Hmm…brings back some old memories. I’ll have to write about my gambling stories another time but let’s get on with it. So my ‘guaranteed’ winner was Chicago +9 @ Green Bay for tonight’s Sunday Night Football matchup. Thankful to have been freed of the quicksand of gambling, I sunk into my sofa to watch the game unfold. ‘Man, if the Bears win…..I’m gonna feel stupid. That’s an easy $20!’ Well, you know what, on the 1st possession the Bears punted and it was basically over after that. GB was up 21-0 in the 2nd quarter. So much for ‘free’ money as they like to call it.
As I watched Aaron Rodgers complete his 2nd touchdown pass of the night to Jordy Nelson putting the Packers up by 3 TDs, I realized that I had escaped by the hair of my chin a possible string of downtrending events leading towards failure and not success.

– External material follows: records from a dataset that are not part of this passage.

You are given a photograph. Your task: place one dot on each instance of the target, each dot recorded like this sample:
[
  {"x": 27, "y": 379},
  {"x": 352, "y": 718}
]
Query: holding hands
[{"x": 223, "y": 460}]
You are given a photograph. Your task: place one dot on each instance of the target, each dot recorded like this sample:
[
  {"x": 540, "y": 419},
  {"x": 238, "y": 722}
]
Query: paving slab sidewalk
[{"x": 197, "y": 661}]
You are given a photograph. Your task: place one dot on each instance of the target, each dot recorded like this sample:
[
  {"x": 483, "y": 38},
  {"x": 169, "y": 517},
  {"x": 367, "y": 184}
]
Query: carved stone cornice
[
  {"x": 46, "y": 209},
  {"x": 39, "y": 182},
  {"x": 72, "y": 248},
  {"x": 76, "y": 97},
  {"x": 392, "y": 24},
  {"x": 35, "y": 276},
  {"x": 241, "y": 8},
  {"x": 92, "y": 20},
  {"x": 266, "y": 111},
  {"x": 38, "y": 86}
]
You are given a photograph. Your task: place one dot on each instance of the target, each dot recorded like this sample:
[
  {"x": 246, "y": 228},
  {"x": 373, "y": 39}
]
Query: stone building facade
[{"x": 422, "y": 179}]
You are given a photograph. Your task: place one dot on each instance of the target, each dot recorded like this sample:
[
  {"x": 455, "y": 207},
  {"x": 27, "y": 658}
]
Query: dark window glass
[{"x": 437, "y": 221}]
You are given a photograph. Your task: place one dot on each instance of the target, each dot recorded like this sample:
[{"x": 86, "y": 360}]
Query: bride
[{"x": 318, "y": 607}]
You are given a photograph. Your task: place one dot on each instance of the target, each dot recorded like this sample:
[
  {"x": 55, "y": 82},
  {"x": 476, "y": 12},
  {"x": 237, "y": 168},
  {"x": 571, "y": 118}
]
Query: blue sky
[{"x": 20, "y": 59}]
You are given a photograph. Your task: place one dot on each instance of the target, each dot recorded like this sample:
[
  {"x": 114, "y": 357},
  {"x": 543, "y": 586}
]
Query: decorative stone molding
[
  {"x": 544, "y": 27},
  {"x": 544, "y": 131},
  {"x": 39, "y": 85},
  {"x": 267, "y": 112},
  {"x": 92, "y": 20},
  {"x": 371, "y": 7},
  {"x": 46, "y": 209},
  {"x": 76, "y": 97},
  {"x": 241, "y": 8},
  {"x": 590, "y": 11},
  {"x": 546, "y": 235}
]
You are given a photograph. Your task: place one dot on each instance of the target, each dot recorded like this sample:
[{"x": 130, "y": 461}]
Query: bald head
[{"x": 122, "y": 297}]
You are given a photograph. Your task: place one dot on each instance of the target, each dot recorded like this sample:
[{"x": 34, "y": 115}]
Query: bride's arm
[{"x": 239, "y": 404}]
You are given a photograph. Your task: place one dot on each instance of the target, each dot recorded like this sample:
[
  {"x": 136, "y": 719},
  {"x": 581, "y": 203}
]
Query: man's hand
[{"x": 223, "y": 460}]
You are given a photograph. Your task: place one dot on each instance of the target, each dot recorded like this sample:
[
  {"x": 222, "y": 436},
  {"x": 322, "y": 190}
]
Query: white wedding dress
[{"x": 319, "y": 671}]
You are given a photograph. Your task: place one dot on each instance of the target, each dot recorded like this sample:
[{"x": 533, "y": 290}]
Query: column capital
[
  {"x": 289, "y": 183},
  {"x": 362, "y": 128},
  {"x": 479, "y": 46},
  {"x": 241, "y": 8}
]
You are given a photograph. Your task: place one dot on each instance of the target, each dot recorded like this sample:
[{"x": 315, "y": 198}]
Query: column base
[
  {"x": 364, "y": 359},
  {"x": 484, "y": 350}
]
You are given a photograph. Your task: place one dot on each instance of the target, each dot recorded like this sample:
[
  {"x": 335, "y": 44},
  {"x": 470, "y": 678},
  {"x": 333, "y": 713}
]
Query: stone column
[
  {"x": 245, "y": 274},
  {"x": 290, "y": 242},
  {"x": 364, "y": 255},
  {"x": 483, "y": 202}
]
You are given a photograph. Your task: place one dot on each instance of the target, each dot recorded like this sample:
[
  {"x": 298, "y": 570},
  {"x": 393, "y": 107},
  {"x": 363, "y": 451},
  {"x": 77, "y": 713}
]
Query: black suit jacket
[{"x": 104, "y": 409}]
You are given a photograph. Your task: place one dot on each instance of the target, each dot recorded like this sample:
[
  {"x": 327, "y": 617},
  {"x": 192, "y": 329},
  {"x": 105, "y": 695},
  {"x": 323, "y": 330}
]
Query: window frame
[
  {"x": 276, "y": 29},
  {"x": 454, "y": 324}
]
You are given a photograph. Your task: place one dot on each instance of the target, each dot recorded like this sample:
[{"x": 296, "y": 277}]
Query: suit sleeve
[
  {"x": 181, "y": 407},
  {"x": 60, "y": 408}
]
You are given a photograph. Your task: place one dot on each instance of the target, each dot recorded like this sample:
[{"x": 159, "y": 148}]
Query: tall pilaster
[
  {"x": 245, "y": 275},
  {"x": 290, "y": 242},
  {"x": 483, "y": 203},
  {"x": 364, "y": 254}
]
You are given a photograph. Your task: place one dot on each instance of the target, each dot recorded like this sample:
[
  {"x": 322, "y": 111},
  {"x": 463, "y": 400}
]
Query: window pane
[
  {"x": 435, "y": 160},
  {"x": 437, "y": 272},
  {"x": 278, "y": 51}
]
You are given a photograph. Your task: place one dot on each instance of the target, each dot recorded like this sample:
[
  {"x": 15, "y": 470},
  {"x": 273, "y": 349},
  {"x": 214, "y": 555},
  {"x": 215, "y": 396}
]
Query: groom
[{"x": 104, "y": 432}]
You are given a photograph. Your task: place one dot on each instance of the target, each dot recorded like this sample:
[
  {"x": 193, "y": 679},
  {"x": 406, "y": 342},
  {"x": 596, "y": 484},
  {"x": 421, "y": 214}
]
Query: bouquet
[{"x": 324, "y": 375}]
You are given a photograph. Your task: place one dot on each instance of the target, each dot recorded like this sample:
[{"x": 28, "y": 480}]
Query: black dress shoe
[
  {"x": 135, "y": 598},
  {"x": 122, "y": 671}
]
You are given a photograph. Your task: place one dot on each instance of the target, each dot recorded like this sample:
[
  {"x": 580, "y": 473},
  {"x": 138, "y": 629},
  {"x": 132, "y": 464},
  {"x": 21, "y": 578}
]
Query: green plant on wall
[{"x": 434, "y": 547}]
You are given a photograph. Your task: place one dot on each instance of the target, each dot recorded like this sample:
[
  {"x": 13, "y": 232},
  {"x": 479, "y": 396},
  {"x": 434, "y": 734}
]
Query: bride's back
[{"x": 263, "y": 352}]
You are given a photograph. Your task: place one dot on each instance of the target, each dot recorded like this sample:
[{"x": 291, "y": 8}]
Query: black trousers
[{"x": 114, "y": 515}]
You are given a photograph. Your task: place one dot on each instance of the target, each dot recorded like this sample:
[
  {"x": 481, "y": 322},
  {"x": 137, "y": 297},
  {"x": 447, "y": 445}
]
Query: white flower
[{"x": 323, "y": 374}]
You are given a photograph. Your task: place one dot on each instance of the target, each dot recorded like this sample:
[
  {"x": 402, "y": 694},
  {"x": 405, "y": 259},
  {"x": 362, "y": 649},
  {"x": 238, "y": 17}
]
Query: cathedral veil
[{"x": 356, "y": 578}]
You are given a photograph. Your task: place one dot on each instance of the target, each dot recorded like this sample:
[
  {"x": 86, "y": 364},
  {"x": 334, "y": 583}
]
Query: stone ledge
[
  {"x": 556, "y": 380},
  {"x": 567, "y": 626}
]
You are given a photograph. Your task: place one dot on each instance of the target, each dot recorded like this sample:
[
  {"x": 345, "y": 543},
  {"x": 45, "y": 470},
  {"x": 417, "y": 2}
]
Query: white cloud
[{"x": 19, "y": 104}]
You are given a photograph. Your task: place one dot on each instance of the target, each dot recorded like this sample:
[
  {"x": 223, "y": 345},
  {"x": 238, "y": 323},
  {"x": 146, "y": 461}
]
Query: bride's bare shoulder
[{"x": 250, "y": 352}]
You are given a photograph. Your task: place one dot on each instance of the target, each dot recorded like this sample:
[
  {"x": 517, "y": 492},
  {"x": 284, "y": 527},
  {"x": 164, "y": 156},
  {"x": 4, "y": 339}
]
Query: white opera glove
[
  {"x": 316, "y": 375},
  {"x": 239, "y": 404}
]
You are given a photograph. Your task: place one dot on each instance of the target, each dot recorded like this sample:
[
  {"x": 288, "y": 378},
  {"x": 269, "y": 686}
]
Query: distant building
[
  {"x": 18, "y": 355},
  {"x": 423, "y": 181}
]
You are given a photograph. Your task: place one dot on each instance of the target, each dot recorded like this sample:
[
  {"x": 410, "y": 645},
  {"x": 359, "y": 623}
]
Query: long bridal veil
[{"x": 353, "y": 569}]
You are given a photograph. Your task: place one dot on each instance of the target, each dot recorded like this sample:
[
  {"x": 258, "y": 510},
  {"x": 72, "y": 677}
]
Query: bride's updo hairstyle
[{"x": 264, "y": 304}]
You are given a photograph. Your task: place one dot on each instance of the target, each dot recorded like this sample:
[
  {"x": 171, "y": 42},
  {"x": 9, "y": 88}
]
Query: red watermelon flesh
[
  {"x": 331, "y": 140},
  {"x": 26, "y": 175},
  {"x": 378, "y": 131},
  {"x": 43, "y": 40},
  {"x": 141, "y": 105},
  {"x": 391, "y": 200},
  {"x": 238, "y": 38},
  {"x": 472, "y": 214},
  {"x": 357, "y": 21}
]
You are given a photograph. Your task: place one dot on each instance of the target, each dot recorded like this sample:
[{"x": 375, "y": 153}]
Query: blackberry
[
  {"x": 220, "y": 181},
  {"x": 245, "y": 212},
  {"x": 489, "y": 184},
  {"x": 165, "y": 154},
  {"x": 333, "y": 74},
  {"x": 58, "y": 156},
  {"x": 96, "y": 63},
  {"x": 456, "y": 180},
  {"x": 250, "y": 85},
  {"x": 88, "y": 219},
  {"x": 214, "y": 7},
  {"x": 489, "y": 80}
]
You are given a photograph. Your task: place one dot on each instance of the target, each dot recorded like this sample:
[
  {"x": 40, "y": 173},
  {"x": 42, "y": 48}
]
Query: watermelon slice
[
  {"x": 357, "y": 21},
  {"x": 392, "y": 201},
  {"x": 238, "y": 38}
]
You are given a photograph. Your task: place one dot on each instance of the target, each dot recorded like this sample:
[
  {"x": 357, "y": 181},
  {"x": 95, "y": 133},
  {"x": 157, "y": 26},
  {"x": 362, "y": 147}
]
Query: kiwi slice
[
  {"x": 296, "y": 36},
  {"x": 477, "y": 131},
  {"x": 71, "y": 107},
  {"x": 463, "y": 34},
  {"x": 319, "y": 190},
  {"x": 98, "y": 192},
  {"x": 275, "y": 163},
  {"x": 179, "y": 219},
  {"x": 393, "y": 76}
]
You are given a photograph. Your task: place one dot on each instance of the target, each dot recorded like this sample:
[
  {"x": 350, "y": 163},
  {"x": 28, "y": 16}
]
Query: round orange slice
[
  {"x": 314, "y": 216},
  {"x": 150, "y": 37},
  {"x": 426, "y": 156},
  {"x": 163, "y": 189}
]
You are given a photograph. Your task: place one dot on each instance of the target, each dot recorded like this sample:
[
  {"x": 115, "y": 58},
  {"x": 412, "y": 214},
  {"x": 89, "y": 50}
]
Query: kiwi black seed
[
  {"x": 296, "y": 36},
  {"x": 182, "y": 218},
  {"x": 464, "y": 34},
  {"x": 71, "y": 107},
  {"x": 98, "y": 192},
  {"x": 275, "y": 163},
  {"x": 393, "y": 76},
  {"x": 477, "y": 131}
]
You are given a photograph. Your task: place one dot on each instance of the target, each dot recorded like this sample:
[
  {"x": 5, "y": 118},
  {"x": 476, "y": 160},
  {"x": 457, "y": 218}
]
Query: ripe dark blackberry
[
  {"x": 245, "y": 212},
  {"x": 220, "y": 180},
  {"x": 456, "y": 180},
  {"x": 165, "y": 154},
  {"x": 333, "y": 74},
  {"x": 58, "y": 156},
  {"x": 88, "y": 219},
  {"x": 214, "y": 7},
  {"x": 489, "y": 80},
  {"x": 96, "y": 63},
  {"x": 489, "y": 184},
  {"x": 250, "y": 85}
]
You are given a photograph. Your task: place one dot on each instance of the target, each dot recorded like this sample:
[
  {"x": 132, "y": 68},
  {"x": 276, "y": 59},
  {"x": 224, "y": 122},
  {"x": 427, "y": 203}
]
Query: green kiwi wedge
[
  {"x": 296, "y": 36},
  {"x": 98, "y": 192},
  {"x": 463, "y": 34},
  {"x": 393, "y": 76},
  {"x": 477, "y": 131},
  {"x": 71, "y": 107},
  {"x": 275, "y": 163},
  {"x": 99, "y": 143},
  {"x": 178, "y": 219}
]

If I had put $20 on the game and watched the Packers slam the Bears who knows what could of happened. I probably would have deposited more money and bet on the 2nd half, and wasted my Sunday evening yelling at the TV. And I certainly would not have felt good enough to go out to the park and go practice throwing a football, something I’ve been meaning to do for a while – which I allowed myself to go do because I wasn’t sucked into the game by putting money on it (you can’t do anything when you are betting on a televised game except watch it, or update the score on your phone every 2 seconds, this is what I like to call the ‘disease of sports gambling’).
As I played under the lights at the park, feeling like I was 10 years old again, I saw for the first time The Slight Edge at work. Not only did I escape a huge push towards eventual failure in life by avoiding depositing into my betting account, I made a giant leap towards realizing one of my life goals (playing flag football recreationally at a high level) – I stepped onto the upward path of success . If just one decision can make such a radical swing in someone’s life, imagine if you do that every day, for every decision in your life, and there you have The Slight Edge in full force.